Chaque année, la fête de saint Benoît coïncide avec les premières semaines de l’été. L’Eglise l’honore comme le père du monachisme occidental et l’un des saints patrons de l’Europe. La récente affaire du « Brexit » m’incite à chercher dans sa Règle des repères qui peuvent encore nous servir de guides pour prendre position ou donner un avis. Je retiens celui-ci : Se faire étranger aux mœurs du monde. C’est le « Brexit » chrétien. Jésus l’énonce en d’autres termes : Vous êtes dans le monde sans être du monde.

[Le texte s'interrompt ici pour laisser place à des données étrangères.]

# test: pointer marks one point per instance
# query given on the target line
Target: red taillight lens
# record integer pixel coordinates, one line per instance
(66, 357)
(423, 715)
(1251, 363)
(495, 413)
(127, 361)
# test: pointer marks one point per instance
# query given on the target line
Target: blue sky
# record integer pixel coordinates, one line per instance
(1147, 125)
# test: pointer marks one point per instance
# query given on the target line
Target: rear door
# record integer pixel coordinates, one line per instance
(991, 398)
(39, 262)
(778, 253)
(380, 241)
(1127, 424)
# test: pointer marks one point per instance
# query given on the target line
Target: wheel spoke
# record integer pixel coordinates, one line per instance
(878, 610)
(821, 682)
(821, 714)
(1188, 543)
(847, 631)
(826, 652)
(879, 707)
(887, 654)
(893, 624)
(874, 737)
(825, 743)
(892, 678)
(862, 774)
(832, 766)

Britain exit, Christian exit. On ne le dit pas suffisamment. Être chrétien conduit à faire de la politique en sachant que nous sommes dans le monde sans être du monde. Exode…exit. Le Peuple de Dieu quitte en permanence tous les esclavages de ce monde, toutes les ficelles de la mondanité. Nous migrons sans cesse, nous émigrons sans cesse. Ce n’est pas une migration de vacanciers pour quelques semaines de liberté, après lesquelles on retrouvera de nouveaux esclavages. Non, c’est la migration vers la pleine liberté des enfants de Dieu. Voilà la condition chrétienne la plus normale. Nous sommes des passants, des gens de passage. Nulle part en ce monde, le Fils de l’homme n’a d’endroit où reposer la tête. Ni en Europe, ni au Nord, ni au Midi, ni au Levant, ni au Couchant. Et pourtant, il est partout chez lui, mais toujours sur le départ. Le chrétien aussi. Etrangers, pèlerins, toujours prêts à partir, nous portons nos regards vers le jour et vers l’heure.